Nerval aimait le fantastique, l’ésotérisme, l’univers du rêve, la magie et les légendes. Lui aussi avait ses démons. Le désespoir plus que l’envie semblait le faire basculer vers ses zones d’ombre.
“Aurélia”…
“Le Rêve est une seconde vie. Je n’ai pu percer sans frémir ces portes d’ivoire ou de corne qui nous séparent du monde invisible. Les premiers instants du sommeil sont l’image de la mort ; un engourdissement nébuleux saisit notre pensée, et nous ne pouvons déterminer l’instant précis où le moi, sous une autre forme continue l’œuvre de l’existence.”
Et son amour perdu :
“Une nuit profonde m’entourait, la maison lointaine brillait comme éclairée pour une fête et pleine d’hôtes arrivés à temps. – Elle est perdue ! m’écriai-je, et pourquoi ?… Je comprends, – elle a fait un dernier effort pour me sauver ; – j’ai manqué le moment suprême où le pardon était possible encore.”
Et ce final :
“Je me dis: “J’ai bien mal usé de la vie, mais si les morts pardonnent, c’est sans doute à condition que l’on s’abstiendra à jamais du mal, et qu’on réparera tout celui qu’on a fait.

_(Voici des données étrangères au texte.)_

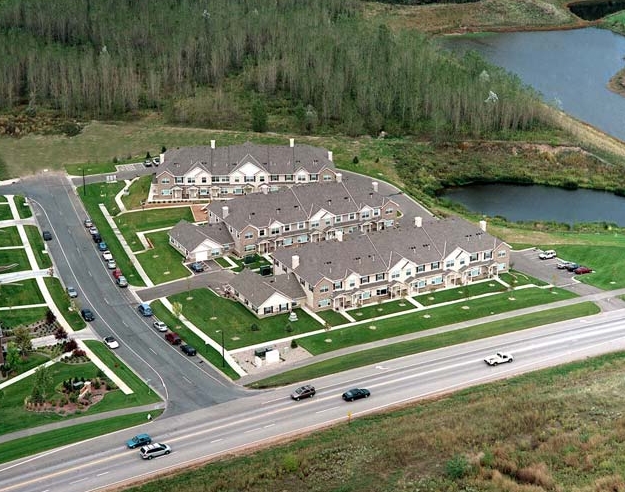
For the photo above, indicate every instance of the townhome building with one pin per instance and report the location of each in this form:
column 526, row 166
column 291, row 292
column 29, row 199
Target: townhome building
column 263, row 222
column 211, row 172
column 405, row 260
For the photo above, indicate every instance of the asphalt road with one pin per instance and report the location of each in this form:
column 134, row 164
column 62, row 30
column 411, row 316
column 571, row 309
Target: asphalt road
column 268, row 415
column 186, row 384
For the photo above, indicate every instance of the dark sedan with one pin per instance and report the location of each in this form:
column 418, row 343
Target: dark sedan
column 356, row 394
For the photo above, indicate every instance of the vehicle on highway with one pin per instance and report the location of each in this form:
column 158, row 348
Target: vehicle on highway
column 499, row 358
column 173, row 338
column 138, row 440
column 356, row 394
column 145, row 309
column 306, row 391
column 188, row 349
column 111, row 343
column 155, row 449
column 547, row 255
column 160, row 326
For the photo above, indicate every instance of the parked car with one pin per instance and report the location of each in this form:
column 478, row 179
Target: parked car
column 499, row 358
column 306, row 391
column 111, row 343
column 87, row 315
column 152, row 450
column 138, row 440
column 547, row 255
column 356, row 394
column 173, row 338
column 160, row 326
column 188, row 349
column 145, row 309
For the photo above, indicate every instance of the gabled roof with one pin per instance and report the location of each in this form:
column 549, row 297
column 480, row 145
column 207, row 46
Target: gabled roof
column 258, row 289
column 190, row 236
column 296, row 204
column 376, row 252
column 274, row 159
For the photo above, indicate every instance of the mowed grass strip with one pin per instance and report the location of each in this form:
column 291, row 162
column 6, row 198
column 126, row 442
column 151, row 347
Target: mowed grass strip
column 426, row 319
column 43, row 441
column 20, row 293
column 210, row 312
column 425, row 343
column 162, row 263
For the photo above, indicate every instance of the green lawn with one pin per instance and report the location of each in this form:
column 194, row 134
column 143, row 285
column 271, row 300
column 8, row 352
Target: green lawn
column 162, row 263
column 20, row 293
column 69, row 307
column 15, row 257
column 332, row 317
column 22, row 208
column 431, row 318
column 424, row 344
column 131, row 222
column 464, row 292
column 26, row 446
column 210, row 313
column 94, row 194
column 206, row 351
column 38, row 246
column 15, row 317
column 375, row 310
column 5, row 212
column 9, row 236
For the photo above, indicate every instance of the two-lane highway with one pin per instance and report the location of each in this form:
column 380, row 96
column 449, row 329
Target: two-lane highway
column 268, row 415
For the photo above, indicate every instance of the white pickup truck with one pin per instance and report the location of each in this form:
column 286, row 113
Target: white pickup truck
column 498, row 358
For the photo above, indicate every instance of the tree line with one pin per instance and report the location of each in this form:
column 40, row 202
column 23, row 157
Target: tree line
column 321, row 61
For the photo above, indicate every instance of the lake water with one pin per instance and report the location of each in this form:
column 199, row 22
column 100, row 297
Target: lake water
column 527, row 203
column 570, row 69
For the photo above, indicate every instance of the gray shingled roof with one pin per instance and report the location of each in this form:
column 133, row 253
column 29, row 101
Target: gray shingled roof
column 190, row 236
column 275, row 159
column 376, row 252
column 258, row 289
column 296, row 204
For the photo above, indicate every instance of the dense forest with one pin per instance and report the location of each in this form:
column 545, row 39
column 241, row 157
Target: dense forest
column 224, row 63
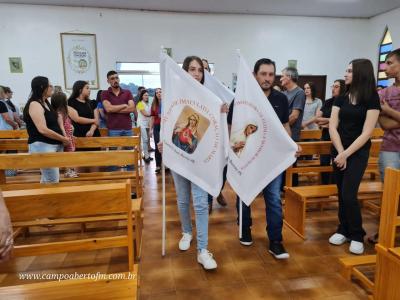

Cela se peut-il ?…”
Sa “Marguerite” :
“Celle-là s’est rencontrée près de toi, et c’est pourquoi il m’est permis à moi-même de venir et de t’encourager.” La joie que ce rêve répandit dans mon esprit me procura un réveil délicieux. Le jour commençait à poindre. Je voulus avoir un signe matériel de l’apparition qui m’avait consolé, et j’écrivis sur le mur ces mots: “Tu m’as visité cette nuit.”